There are 30 sewerage treatment plants in Delhi with a total treatment capacity of 2030 million litres per day. However, it is reported that most of these do not perform satisfactorily due to various operational problems. All over the world, sewage treatment is carried out in three stages – activated sludge process, chlorination and filtration. Similar technology should be adopted in Delhi to treat sewage. After removing the solid materials from the sewage, the treated water can either be let out into river Yamuna or used for purposes like gardening, landscape development, road washing etc. 

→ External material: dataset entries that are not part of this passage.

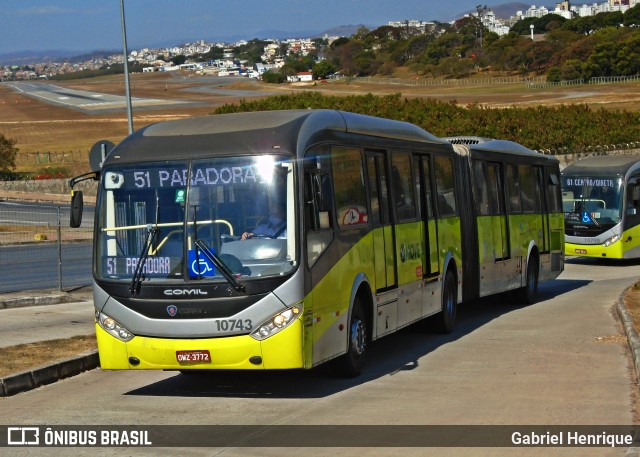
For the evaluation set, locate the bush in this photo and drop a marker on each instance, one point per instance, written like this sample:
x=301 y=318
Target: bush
x=8 y=153
x=554 y=75
x=540 y=127
x=273 y=77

Heavy pollution of air, water and land in and around Delhi is causing a lot of harm to the people living in the city and surrounding areas. In view of this, the following programmes should be urgently carried out to keep the city environmentally clean and making it suitable for healthy living.

  1. It is essential to have a transport system run on electricity and biofuels as much as possible. The industries in and around the city should take measures to treat their fuel gases before letting these out and should dispose of solid wastes and wastewater after proper treatment.
  2. Efforts should be made to treat the city sewage water, remove the sludge from it for producing compost and biogas and let out the clean water to the river or utilise it for gardening, road washing etc.
  3. All municipal solid wastes should be processed at the source to separate organic waste, recyclable materials like metal scraps, broken glasses, plastics, etc. and the rest of the waste like rejects of building and roads construction. Organic material should be subjected to anaerobic digestion for producing methane gas and organic compost. Recyclable material can be sold to the respective industries and the rest of the solid wastes can be used for landfilling the low-lying areas.
  4. At suitable sites in the outskirts of Delhi the organic municipal solid wastes, the sludge of sewage and stubble and other agricultural wastes should be subjected to anaerobic digestion to produce large amounts of fuel gas and manure. The technology being simple large-scale units of these can be set up easily. One ton of dry organic waste can produce 800 cubic meters of fuel gas and 400 kg of organic manure. The authorities can earn a lot of money by selling these two essential items to the users in and around Delhi. 
  5. Delhi and nearby areas should be kept green by planting a large number of trees like Neem, Karanj, mango, etc. in the vacant places and roadsides. The Aravali green ecological corridor along Aravali range from Gujarat to Delhi connecting Shivalik hill range as planned earlier should be made green by planting these trees which will help in combating air pollution to a great extent and also help to increase the groundwater resource.

These programmes should be planned scientifically and implemented seriously under the supervision of a high power expert committee as early as possible. This way, a clean national capital will be a model for all state capitals and other cities in the country.